Quick government measures including actions against hoarders and increasing of stocks have led to "increased availability of the commodity" in the market on Tuesday resulting in modest fall in wholesale prices of arhar and a few other pulses, officials said on Tuesday.

In the National Capital Region and parts of north India, arhar and other pulses' variety saw a drop in bulk purchase between Rs 50 and Rs 100 per quintal indicating that this will also "ease the retail consumers" in days to come, sources in the Union Food ministry said here. 

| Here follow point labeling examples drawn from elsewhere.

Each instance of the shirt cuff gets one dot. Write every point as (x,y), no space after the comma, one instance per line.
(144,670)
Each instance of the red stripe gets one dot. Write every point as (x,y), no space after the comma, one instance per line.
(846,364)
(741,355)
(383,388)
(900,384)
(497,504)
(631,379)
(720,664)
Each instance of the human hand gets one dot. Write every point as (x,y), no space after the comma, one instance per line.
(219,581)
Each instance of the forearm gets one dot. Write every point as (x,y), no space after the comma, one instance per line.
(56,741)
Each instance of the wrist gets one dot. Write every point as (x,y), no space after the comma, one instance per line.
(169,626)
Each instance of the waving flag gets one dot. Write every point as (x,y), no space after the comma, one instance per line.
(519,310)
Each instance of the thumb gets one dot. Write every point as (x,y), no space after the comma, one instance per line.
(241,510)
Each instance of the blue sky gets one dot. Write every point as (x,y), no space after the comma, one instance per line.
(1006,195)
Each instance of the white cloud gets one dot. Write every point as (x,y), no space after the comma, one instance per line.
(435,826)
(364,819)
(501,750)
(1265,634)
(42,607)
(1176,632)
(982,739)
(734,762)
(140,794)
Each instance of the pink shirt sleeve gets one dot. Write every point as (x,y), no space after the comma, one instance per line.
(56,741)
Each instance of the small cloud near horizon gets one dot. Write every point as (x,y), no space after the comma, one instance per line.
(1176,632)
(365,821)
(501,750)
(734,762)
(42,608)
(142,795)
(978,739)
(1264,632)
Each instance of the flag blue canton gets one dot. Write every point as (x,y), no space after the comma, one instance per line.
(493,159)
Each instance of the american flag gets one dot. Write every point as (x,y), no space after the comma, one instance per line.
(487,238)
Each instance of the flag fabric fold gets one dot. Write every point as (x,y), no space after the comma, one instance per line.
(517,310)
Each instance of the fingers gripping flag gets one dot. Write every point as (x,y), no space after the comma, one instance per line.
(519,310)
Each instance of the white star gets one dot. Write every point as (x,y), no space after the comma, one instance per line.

"The drop in wholesale price is a matter of satisfaction as quick action from the government in coordination with state agencies have started showing results," a source told IANS.

Drought and long dry spell have resulted in shortfall in pulses production this year as against previous season and the retail pulses prices have shot up as high as Rs 200 per kg.

There has been an estimated seven million tonnes shortfall in the domestic production this year. 

Meanwhile, a high-level delegation led by Consumer Affairs Secretary Hem Pande and comprising senior officials from the Ministries of Commerce, Agriculture and the Metals and Minerals Trading Corporation of India (MMTC) left for Mozambique on Tuesday morning to explore both short-term and long-term measures to import pulses from the African nation on a government to government basis.

There have been no much significant shortfall in other pulses in wholesale markets as the prices for varieties like urad ranged between Rs 10,800-12,300 and masoor Rs 6,050-6,350 per quintal. 

However, in the national capital, gram prices also saw slight decline. They had climbed to Rs 7,000-7,500 from previous level of Rs 6,300-6,950 per quintal on June 16, but on Tuesday (June 21), the whoseslae costs came down to Rs 6,800-7,300 per quintal, sources said. 

About 1.30 lakh tonnes of pulses were seized from hoarders in Haryana, Uttar Pradesh, New Delhi and other parts of northern India last week.

"Hoarding is a hard fact and this is reported from parts of north India including Delhi, Uttar Pradesh and Haryana. So far, adequate actions have been taken in Gujarat, Maharashtra and Tamil Nadu," an official had said. 

The Directorate of Revenue Intelligence, Income Tax department and local police have been conducting raids on people who are suspected to have been hoarding pulses to take advantage of the high prices, according to sources.